More of an extrovert but don't talk a lot unless required.....Then, I speak up.

I could never understand the saying, "The meek shall inherit the earth."


----------



## SeaBreeze (Dec 11, 2014)

I'm neither, just somewhere in the middle.  I am not so self-involved that I prefer to be alone all the time, but I do not always seek activities involving other people besides my husband, and I hate large crowds.  Although I'm a woman, I'm not a big chatterbox as the stereotype indicates, but I easily have little chats even with strangers in public places, when it comes naturally.  I never was or never will be a social butterfly, and that's okay with me.


----------



## oakapple (Dec 11, 2014)

SeaBreeze said:


> I'm neither, just somewhere in the middle. I am not so self-involved that I prefer to be alone all the time, but I do not always seek activities involving other people besides my husband, and I hate large crowds. Although I'm a woman, I'm not a big chatterbox as the stereotype indicates, but I easily have little chats even with strangers in public places, when it comes naturally. I never was or never will be a social butterfly, and that's okay with me.


Me too Seabreeze.


----------



## hollydolly (Dec 11, 2014)

NancyNGA said:


> Interesting.   I would say I'm just the opposite---outwardly an introvert but inwardly an extrovert.



Well I'll try and give a little of an explanation Nancy. When I was young I was very quiet and preffered my own company ,  at best people ignored me, and at worst I was bullied ( a lot). I learned that those who speak up for themselves, who are outwardly confident didn't get treated in the same way, so I learned to create a more extrovert persona in public, and sure enough it worked..not overly extrovert ( I'd rather be behind a camera than in front of it even now) .....but deep down I'm just someone who likes a quiet life, and to acquaintances and workmates  I have  a chatty confident persona


----------



## drifter (Dec 11, 2014)

I'm an introvert with a big, loud mouth. Wish I'd read that book years ago, Josiah, I might have avoided a troubled life.


----------



## Lon (Dec 11, 2014)

I have always been an extrovert.


----------



## NancyNGA (Dec 11, 2014)

hollydolly said:


> Well I'll try and give a little of an explanation Nancy. When I was young I was very quiet and preffered my own company ,  at best people ignored me, and at worst I was bullied ( a lot).
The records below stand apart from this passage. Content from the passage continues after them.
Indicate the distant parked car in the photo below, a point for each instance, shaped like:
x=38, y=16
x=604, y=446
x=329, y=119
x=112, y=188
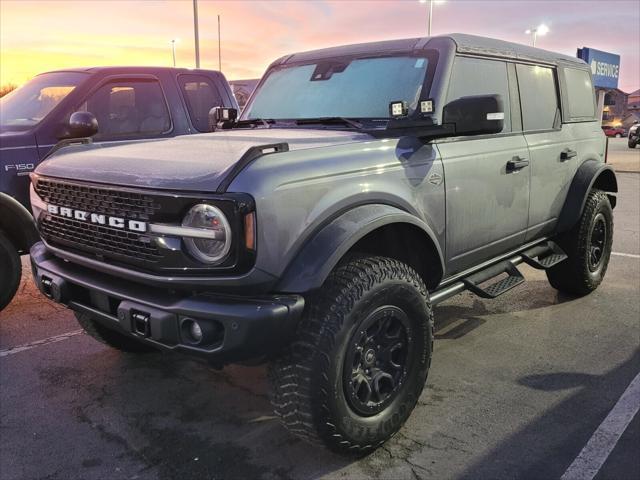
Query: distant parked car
x=634, y=135
x=122, y=103
x=617, y=132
I learned that those who speak up for themselves, who are outwardly confident didn't get treated in the same way, so I learned to create a more extrovert persona in public, and sure enough it worked..not overly extrovert ( I'd rather be behind a camera than in front of it even now) .....but deep down I'm just someone who likes a quiet life, and to acquaintances and workmates  I have  a chatty confident persona



Oh, I see now, hollydolly.  That makes sense.  I do something sort of like play-acting in public that makes me seem extroverted.  Usually only when I get rile up about something.  Also prefer to be alone a lot.  Maybe we are the same after all.


----------



## Pam (Dec 11, 2014)

Introvert... until  I've had a drink.


----------



## Cookie (Dec 11, 2014)

As the definitions go, introverts need to be alone to recharge their batteries and extroverts get energized by being with people.  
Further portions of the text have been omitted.